FOCAL POINT: Commercial and recreational fishing centre, Tin Can Bay is the focus of concern over planned new rules for the ocean and estuary fishing industry.
FOCAL POINT: Commercial and recreational fishing centre, Tin Can Bay is the focus of concern over planned new rules for the ocean and estuary fishing industry. Craig Warhurst

How new fishing rules will determine what Gympie eats

NEW top-to-bottom reforms of fishery management in Queensland will move into top gear next month, after the close of public submissions on Monday week.

Some Cooloola Coast fishing interests say they fear a hidden privatisation agenda which could see Queenslanders lose ownership of the state's wild fish resource.

And they fear public submissions will not carry any weight with the government on issues which they say fisheries bureaucrats have been pushing for years.

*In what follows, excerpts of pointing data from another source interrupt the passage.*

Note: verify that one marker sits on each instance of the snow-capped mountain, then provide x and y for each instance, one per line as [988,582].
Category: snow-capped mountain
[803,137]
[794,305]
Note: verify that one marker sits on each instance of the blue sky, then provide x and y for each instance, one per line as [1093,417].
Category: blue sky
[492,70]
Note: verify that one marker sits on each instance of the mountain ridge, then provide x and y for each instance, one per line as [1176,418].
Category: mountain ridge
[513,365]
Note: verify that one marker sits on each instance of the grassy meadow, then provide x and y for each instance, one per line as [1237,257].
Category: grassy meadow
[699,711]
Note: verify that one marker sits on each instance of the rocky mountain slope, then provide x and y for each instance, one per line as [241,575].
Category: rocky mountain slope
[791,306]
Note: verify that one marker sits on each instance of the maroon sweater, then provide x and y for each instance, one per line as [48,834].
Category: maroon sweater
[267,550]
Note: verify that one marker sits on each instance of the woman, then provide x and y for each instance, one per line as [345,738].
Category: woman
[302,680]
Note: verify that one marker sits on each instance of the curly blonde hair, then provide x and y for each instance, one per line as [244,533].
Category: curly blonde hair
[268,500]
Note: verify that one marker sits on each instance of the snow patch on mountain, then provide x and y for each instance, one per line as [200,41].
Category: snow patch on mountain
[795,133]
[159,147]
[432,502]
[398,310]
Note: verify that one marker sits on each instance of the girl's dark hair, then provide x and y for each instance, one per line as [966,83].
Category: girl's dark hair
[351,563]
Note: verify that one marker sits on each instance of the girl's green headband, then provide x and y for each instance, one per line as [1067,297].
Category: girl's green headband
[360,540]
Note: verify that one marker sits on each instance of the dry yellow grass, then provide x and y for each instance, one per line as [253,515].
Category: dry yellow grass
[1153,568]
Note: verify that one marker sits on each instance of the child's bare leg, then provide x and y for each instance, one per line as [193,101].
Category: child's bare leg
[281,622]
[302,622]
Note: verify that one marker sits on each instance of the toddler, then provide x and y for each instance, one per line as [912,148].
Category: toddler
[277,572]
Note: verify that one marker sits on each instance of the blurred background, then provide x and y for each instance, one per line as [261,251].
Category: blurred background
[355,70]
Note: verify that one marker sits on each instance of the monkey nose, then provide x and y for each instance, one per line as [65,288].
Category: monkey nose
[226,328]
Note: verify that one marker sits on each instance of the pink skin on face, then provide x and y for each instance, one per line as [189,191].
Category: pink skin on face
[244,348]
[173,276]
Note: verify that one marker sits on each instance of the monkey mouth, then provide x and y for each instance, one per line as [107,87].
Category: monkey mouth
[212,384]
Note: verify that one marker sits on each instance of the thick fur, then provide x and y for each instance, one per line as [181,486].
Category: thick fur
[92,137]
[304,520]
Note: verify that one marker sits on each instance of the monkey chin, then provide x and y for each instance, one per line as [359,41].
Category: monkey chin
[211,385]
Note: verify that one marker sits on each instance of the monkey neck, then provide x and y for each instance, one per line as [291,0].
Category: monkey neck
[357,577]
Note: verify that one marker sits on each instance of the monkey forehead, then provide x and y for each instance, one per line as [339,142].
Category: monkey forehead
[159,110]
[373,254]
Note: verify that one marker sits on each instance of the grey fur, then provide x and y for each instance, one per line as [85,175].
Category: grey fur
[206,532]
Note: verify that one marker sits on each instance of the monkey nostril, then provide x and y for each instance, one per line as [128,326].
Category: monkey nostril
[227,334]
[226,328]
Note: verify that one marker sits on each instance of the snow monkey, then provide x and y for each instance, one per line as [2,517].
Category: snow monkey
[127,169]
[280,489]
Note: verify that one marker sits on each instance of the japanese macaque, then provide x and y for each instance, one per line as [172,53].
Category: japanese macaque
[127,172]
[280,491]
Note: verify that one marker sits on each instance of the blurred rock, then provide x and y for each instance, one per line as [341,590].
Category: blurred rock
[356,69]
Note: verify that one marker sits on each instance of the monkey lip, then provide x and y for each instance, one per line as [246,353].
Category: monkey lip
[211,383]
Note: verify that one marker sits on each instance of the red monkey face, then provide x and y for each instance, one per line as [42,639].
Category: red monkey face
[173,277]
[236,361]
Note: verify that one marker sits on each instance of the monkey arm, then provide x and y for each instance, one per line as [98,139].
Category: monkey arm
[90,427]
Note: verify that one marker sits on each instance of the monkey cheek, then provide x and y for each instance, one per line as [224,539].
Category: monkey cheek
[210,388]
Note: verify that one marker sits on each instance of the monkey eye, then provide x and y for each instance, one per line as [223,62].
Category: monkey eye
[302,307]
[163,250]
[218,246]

Changes already in place include jail time for anyone circumventing the new market controls by selling on the black market, spy drones to expand surveillance of people engaged in commercial and recreational fishing tracking devices on vessels and floating lures intended to attract "sustainable” species for recreation.

A 27-page discussion paper, available at www.fisheries.qld.gov.au claims the planned changes will help commercial fishers have "reduced competition for the resource,” which fishing interests claim is code for getting rid of some of them.

It also claims they will "gain a range of social and economic benefits, increased certainty of access (and) continued access to export markets by maintaining Wildlife Trade Operation accreditation”.

Fisheries Minister Mark Furner said fishing would be "less of a risk to ecosystems and fish stocks would be healthier, more resilient and able to support a range of commercial, recreational and cultural pursuits.”

One prominent Tin Can Bay fishing identity said the government seemed to have ignored complaints about the plans.